In 8th grade, students nationwide take a career assessment and then are given a list of which careers might fit their interests and talents. When Jonas’ then eighth-grade son brought home a list of potential careers and “firefighter” wasn’t even on the list of possibilities, he knew he needed to do something for the future of the industry.
“I had a vision at that point,” he said. “Four years ago, I presented a plan to address this issue to former Chief [Scott] Owen and he granted me permission to start the process of building a program to address our lack of applicants. The focus of our plan was to recruit local people from Marshfield and the surrounding communities to apply to our fire department,” said Jonas.

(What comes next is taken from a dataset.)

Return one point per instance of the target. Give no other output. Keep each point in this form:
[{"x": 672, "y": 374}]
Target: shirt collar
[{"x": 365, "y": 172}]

The plan was modeled after other local businesses, such as H&S and A&B Process Systems, that have had success recruiting young interest through school apprenticeship programs and other initiatives.
“The real goal here is for us to hire local people, as they tend to stay in the area,” said Jonas. “This benefits not only us as a department but other departments and volunteer departments in the area.”
Jonas first reached out to Marshfield High School, Columbus High School and Mid-State Technical College.
“Together, we built a ‘pathway’ for high school juniors and seniors to earn college credits towards fire and EMS certification (The Firefighter Tech. Academy),” he explained, adding that the training provided can also be used for those interested in volunteer firefighting.
“I also have a heart for volunteer departments,” said Jonas. “With the average volunteer age being 50, it’s important to recruit young people interested in helping and provide them a way to do so.”
To further improve exposure to high school students within Central Wisconsin, Jonas and team have also partnered with the Marshfield Chamber of Commerce and Industry (MACCI) and Pathway Partners to allow for MFRD to be listed as a job shadow option for students within the area.
“This will allow for students from Marshfield and the surrounding communities to job shadow our department for up to three weeks to determine if this career is one that they would be interested in,” said Jonas.
High school students can job shadow and learn the daily routines of MFRD firefighters/paramedics and gain a basic knowledge of fire behavior, equipment/tools used to mitigate an emergency scene, and even earn college credit towards a career in firefighting through the Firefighter Technician Academy at MSTC.
Jonas hopes that the program’s success locally can inspire other departments and be adapted in other areas to help meet their staffing needs.
“My hope is to share this program with other departments within Wisconsin to improve our statewide application numbers,” said Jonas. “My vision for the program is to work together with the volunteer services, especially in our area. We currently rely on our first responders for EMS first response, and I’d like to see the MFRD first respond for fires within our neighboring communities. I’d love to see local students participate in these programs and join their local volunteer fire departments, while working towards the goal of becoming a professional firefighter / Paramedic, if they choose to do so.”